Description
This alert is triggered when the ocp_mgragent process stops.
The ocp_agent process monitors the uptime of the processes of components in OceanBase Database. When the uptime of a process is 0, the process is stopped. This alert indicates that the process has stopped at the moment rather than for a long time. In the latter case, other status alerts are triggered.
Relevant alerts:
- observer process: observer_process_stop
- obproxy process: obproxy_process_stop
- obproxyd.sh process: obproxyd_process_stop
- ocp_agentd process: agentd_process_stop
- ocp_mgragent process: mgragent_process_stop
- ocp_monagent process: monagent_process_stop
Principle
| Parameter | Value |
|---|---|
| Metric | mgragent_uptime_delta_seconds |
| Source | The difference between the current time and the process creation time displayed in the 14th column of the stat file in the /proc/pid directory. |
| Collected metric | process_uptime_seconds |
| Metric expression | 0 - min(delta(process_uptime_seconds{name="ocp_mgragent",@LABELS}[@INTERVAL])) by (@GBLABELS) |
| Collection cycle | 5 seconds |
Alert rule
| Metric expression | Metric description | Default threshold | Detection cycle | Time before clearance |
|---|---|---|---|---|
| mgragent_uptime_delta_seconds > 0 | The negative offset value of uptime is used. A metric value greater than 0 indicates that the process has stopped. | 0 seconds | 10 seconds | 5 minutes |
Alert information
| Trigger method | Alert level | Scope |
|---|---|---|
| Based on the expression of the metric | Warning | Host |
Alert templates
Overview
- Template:
${alarm_target} ${alarm_name} - Example:
alarm_template_id=0:ob_cluster=AdminMETA-12:host=xxx.xxx.xxx.xxx. The ocp_mgragent process stopped.
- Template:
Details
- Template:
Cluster: ${ob_cluster_name}. Host: ${host}. Alert: ${alarm_name}. The process has been running for ${value_shown}. - Example:
Cluster: AdminMETA. Host: xxx.xxx.xxx.xxx. Alert: The ocp_mgragent process stopped. The process has been running for 34 minutes 8 seconds.
- Template:
Impact on the system
OCP-Agent uses the ocp_mgragent process for the O&M of OBServer nodes and OBProxies. The stop of the ocp_mgragent process brings the following results:
The ongoing O&M operations are terminated. The operations may be associated with an O&M task on the OceanBase Cloud Platform (OCP) server and the O&M task will fail. You can retry the task.
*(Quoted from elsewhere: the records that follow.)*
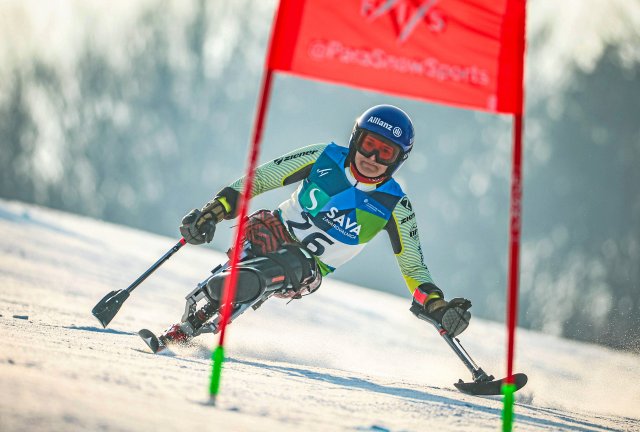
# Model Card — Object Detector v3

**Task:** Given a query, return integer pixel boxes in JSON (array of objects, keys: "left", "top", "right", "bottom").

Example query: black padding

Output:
[
  {"left": 384, "top": 217, "right": 402, "bottom": 255},
  {"left": 265, "top": 245, "right": 309, "bottom": 291},
  {"left": 283, "top": 164, "right": 313, "bottom": 186},
  {"left": 205, "top": 245, "right": 318, "bottom": 305},
  {"left": 206, "top": 268, "right": 264, "bottom": 304}
]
If the ocp_mgragent process stops and is not started by the ocp_agentd process, new O&M tasks cannot be executed. In this case, a host_unavailable alert is reported.
Possible causes
- A process bug causes an execution error and the process unexpectedly exits.
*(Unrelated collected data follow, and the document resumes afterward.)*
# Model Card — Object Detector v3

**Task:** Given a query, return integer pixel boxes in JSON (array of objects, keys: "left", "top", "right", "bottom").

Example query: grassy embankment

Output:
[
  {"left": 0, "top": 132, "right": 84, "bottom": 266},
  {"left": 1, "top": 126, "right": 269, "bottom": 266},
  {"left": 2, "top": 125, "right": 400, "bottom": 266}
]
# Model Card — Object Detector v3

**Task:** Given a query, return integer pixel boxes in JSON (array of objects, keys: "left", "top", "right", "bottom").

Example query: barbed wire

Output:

- A monitoring configuration error, for example, a YAML syntax error of a custom configuration in the
module_configfile stored in the/home/admin/ocp_agent/conf/directory. - An expected O&M action. In this case, you can restart the OCP-Agent in the OceanBase Cloud Platform (OCP) console.
Solutions
If the process exits due to a bug, you can search the
ocp_mgragent.error.logfile for thepanickeyword to check the bug. In this case, if the daemon process fails to restart the ocp_mgragent process, you can manually restart it./home/admin/ocp_agentctl service start ocp_mgragentIf the process fails to restart due to a configuration error, you can correct the custom configuration and then start the process.